Buradan bir başka meseleye daha geçmek isterim. Şimdi özellikle Adana, Mersin, Hatay, Antep gibi yerlerde ve hatta Türkiye'nin diğer şehirlerinde en önemli sorunlardan bir tanesi emek sömürüsü. Yevmiye üzerinden, çalışma üzerinden göçmenlerin çok ucuz çalıştırılması. Bu bir insan hakkı ihlali, çok açıklıkla bir emek sömürüsü. Bunu kabul etmek mümkün değil. Ama bu ucuz emek bir başka insanı da işsiz bırakıyor. O da başka bir sorunu beraberinde getiriyor. Dolayısıyla buna çare bulunması gerekiyor.
"Şimdi eskisi kadar köşe başlarında görünmüyor insanlar." deniliyor. Peki, bu insanlar nerede? İş kuranlar var, iş kuranların yanında çalışanlar var, ama diğerleri nerede? Herkes ekonomik anlamda yeterli mi? Kamplarda kalan göçmenlerin devlet tarafından ne kadar yardım yapıldığının belirlenmesi gerekiyor. Orada da sorunlar olduğunu söylüyorlar. Kilis'te benzeri. Verilen aylık kaynağın sadece bir yerden alışveriş yapılmasıyla yönlendirildiği, o yerin de daha önceden belirlendiği söyleniyor. Bunların hepsi üst üste geldiği zaman sorun yumağına dönüşüyor.

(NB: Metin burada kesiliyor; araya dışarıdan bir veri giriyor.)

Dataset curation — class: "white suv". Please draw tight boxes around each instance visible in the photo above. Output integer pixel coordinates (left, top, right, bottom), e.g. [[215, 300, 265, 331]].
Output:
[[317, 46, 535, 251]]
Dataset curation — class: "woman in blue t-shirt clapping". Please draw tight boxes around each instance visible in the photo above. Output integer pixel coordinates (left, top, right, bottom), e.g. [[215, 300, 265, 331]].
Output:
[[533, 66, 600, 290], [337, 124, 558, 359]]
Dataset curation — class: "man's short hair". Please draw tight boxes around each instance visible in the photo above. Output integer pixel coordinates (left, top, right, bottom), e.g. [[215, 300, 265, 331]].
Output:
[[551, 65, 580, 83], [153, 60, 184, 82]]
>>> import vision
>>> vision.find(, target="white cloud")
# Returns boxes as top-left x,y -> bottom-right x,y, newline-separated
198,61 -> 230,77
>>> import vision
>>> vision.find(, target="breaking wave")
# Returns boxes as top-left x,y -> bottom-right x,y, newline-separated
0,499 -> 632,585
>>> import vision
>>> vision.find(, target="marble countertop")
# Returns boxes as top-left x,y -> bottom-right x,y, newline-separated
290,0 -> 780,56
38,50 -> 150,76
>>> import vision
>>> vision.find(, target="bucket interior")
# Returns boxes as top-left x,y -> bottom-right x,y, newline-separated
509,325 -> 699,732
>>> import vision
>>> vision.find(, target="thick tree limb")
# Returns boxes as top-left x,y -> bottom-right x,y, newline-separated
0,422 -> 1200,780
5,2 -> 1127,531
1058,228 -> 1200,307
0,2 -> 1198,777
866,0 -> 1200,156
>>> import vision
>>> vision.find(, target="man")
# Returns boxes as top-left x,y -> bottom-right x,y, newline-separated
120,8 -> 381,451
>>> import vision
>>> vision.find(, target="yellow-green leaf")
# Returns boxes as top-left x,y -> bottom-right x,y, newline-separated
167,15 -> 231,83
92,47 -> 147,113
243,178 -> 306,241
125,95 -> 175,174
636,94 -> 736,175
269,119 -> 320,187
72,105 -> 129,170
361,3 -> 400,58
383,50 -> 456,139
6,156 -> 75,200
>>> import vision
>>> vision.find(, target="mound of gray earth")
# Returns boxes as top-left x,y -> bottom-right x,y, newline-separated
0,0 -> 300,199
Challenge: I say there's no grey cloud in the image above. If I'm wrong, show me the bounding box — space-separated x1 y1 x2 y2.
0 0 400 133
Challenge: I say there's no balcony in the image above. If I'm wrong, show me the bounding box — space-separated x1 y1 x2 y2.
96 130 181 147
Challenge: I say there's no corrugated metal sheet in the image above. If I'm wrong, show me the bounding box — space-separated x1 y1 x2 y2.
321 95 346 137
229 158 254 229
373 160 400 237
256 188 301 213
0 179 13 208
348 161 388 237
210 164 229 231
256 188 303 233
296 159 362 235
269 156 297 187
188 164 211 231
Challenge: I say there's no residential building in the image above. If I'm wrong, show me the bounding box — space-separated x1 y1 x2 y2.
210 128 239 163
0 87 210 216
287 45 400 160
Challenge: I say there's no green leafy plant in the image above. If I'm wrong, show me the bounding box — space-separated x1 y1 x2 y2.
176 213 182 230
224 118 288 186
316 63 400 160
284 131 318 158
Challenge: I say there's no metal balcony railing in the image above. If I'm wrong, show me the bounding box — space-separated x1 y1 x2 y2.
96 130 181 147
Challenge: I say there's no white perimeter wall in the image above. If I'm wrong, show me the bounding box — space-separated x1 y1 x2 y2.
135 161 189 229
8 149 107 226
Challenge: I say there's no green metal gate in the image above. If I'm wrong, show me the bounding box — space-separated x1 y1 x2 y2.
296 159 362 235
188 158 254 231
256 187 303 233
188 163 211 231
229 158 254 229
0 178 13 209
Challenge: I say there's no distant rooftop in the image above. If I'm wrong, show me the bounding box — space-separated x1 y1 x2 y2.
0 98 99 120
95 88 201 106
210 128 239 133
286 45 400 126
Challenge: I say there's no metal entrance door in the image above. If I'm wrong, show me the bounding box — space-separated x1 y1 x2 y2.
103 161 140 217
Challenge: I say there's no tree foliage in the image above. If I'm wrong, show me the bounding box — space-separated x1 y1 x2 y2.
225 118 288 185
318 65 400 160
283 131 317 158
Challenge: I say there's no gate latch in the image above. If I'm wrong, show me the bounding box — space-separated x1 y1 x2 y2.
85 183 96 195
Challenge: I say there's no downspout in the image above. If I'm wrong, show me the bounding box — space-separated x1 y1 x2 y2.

Benim bir iki sorum da var Sayın Başkanım izin verirseniz. Bir tanesi, biraz evvel söylediğim gibi, kaç göçmen vatandaş olmuştur? Bunların illere göre dökümü nedir? 30 milyara yakın bir harcama yapıldığını söylediniz, bu söyleniyor. Bunun açılımı son derece önemli. Nereye harcama yapılmıştır? Zatıaliniz aracılığıyla bu bilgileri almak isterim.
Ve asıl önemlisi, benim üzerinde durmak istediğim, eğitim. Mersin'de 8 bin Suriyeli göçmen çocuğun kendi ana dilinde ve kendi müfredatına göre eğitim yaptığı biliniyor. Şimdi bu çocukların uyum sağlaması mümkün olacak mı? Biz eğitim kurumlarımızda bu çocuklara eğitimi nasıl vereceğiz? Bunlarla ilgili bir çalışma, detaylı bir bilgi aktarılırsa bundan büyük mutluluk duyacağımı belirtmek istiyorum.
Tekrar, raporu hazırlayan ve bu doğrultuda çalışma yapan bütün arkadaşlarıma teşekkür etmek isterim.
BAŞKAN - Ben teşekkür ediyorum.
Zabıtlara doğru geçmesi açısından şunu, başta belirttiğiniz hususu tekrar bir zikretmek isterim. Son altı ayda değil, benim sunuşlarda ortaya koyduğum son altı yılda 30 bin Suriyelinin vatandaşlığa geçişi yapılmış, 10 bin kadarı da Türk anne veya babadan olduğu için. Yani toplamda altı ayda değil, altı yılda. Onu tashih etmek istedim.
DURMUŞ FİKRİ SAĞLAR (Mersin) - Altı yılda, 40 bin oluyor.
BAŞKAN - Evet, 40 bin.
DURMUŞ FİKRİ SAĞLAR (Mersin) - Yine de bunları arkadaşlar, görevliler bildirirse bize.